Van Kedisi

Van Kedisi

Van Kedilerinin Temel Özellikleri:

Zeki, canlı ve insana bağlı bir yapısı vardır. Kendilerini temizlemede büyük bir titizlik gösterirler. Van kedisi iyi bir avcı olmanın yanısıra kendi isteğiyle suda yüzmeyi ve suyla oynamayı seven tek kedi türüdür. İyi bir arkadaş ve oyuncu olmakla beraber kucağa alınmaktan hoşlanmaz.

Van Kedilerinin Görünüş ve Vücut Yapısı:

Uzun olmayan orta büyüklükte bir başı olan Van kedilerinin yüzü üçgen şeklinde ve çevresi belirlenmiştir. Elmacık kemikleri de çıkıktır. Boynu güçlü ama kısadır.

Gözler hafif şekilde basık badem şeklinde ve eğik olarak yüze yerleşmiştir. Göz bebekleri yuvarlak ve belirgindir. Van kedisini çekici kılan özelliklerden birisi de onun gözlerinin rengidir. Her iki gözü mavi, her iki gözü (kehribar sarı renk ve tonları) olabileceği gibi bir gözü mavi diğer gözü kehribar renkte de olabilir.

Kulakları büyük ve geniş, dibe doğru bir yuvarlaklık söz konusudur. Burun ucu, patiler ve kulak içleri pembe renktedir.

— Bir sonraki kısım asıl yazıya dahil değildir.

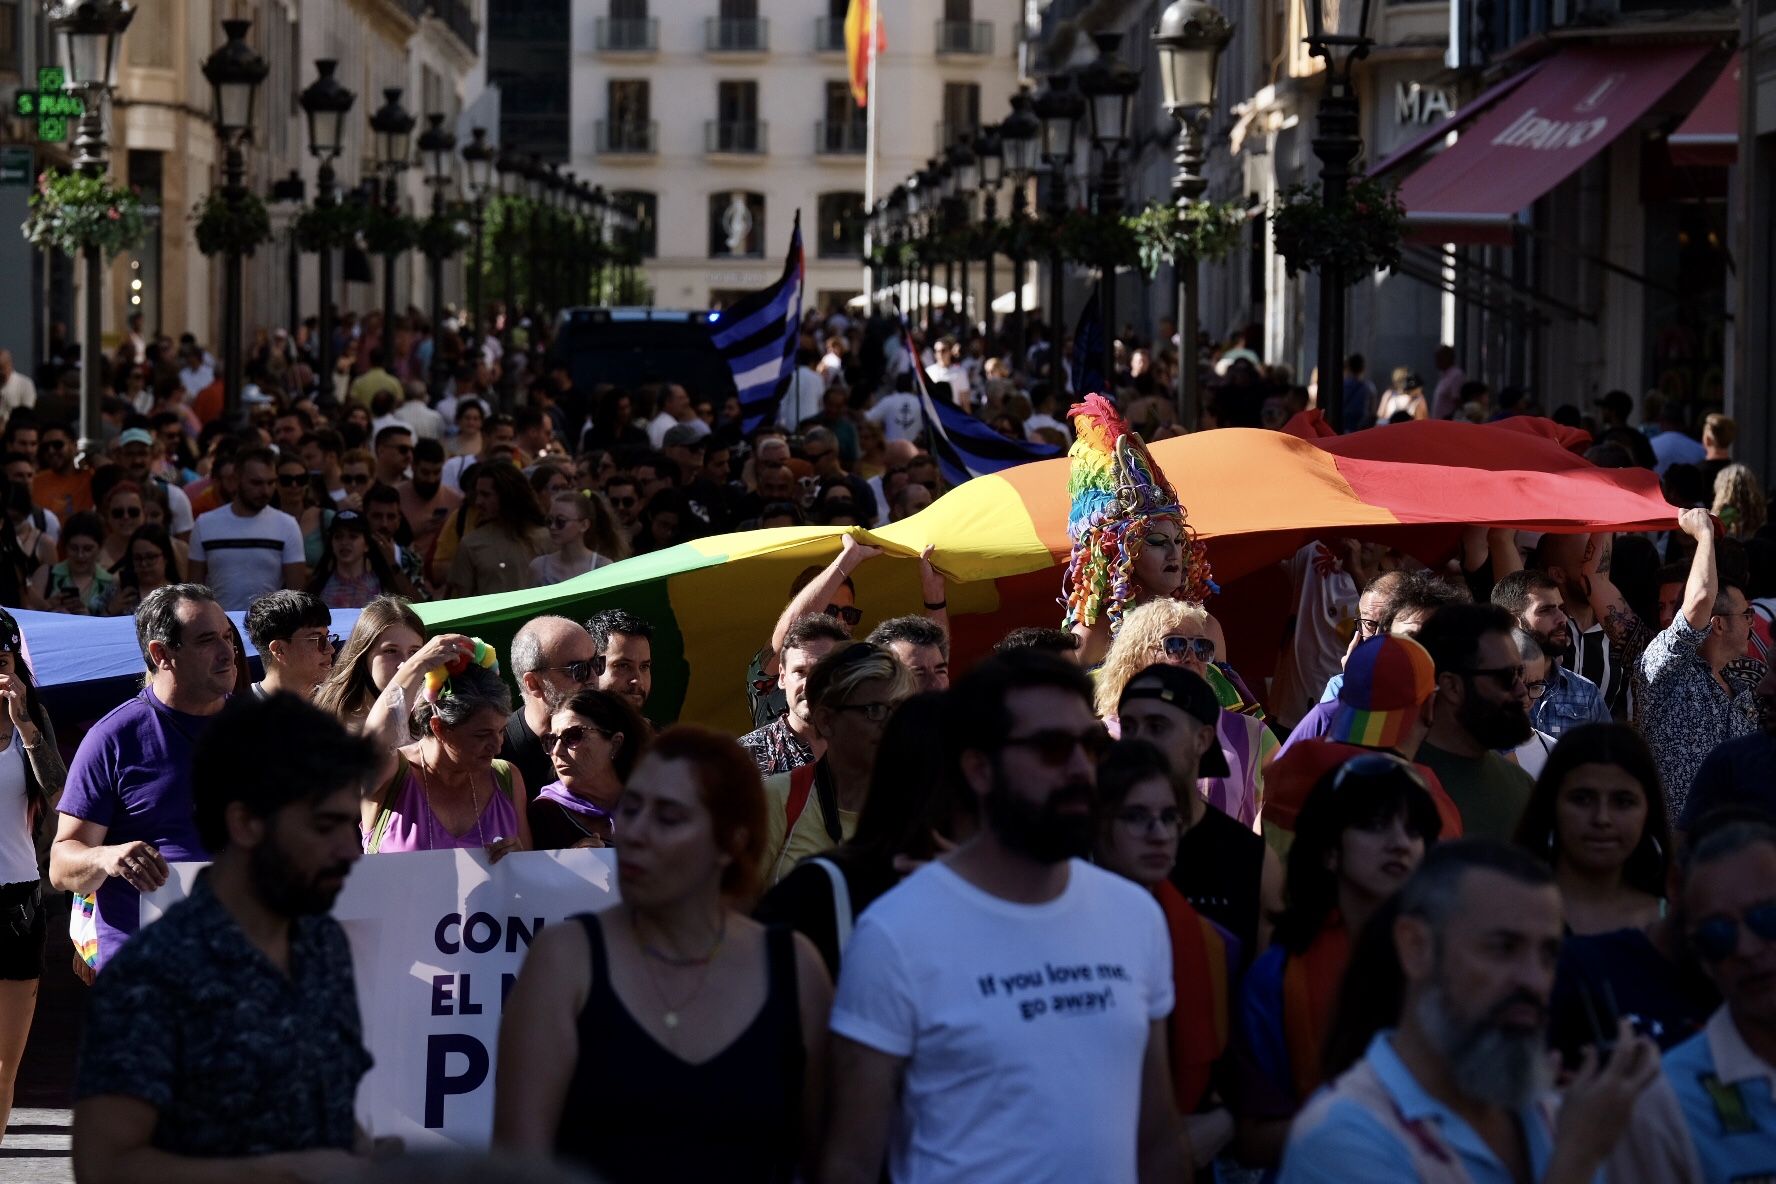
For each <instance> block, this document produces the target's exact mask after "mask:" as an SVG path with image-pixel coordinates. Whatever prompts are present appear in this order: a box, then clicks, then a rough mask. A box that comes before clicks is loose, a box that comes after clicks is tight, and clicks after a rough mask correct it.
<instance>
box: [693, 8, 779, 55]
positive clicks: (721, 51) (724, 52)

Van kedilerinde sağırlığın yaygın olduğu kanaati varsa da her iki gözü farklı renkteki kedilerde ve mavi gözlülerde ancak %2-3 civarında sağırlık vardır.

Vücudu uzun, kaslı ve iri kemiklidir. Arka patileri öndekilerden daha uzundur. Bacaklar kaslıdır ve birbirlerinden iyice ayrılabilir. Parmakları da o derece sıktır. Tüyleri uzun ve diplere doğru ipeksi bir yapıdadır. Kuyruğu tilki kuyruğu gibi uzun ve tüylüdür.

Van Kedilerinin Tüy Bakımı:

Van kedisinin tüyleri Ankara kedisine oranla daha kısadır. Günlük olarak yapılan fırçalamalar yeterlidir. Yazın diğer kediler gibi tüy değişimi yaşar ve o dönemde tüyleri azalır. Tüyler kışın yeniden eski rengini ve şeklini alır

Van Kedilerinin Kökeni:

Türkiye'de üretilen ve saf Türk kedisi olan bu ırkın anavatanı ve kökeni Van yöresidir. Van kedisi korkmadan suya girip yüzen tek kedi ırkıdır ve 1969 yılında saf kan kedi ırkı olarak kabul edilmiştir. Dünya üzerindeki kedi cinsleri arasında en doğal olan türlerden biri olarak tanınmaktadır. İlk kez bir ingiliz çift tarafından ingiltere'ye götürülmüş ve çoğaltılmış daha sonrada Avrupa'ya yayılmıştır.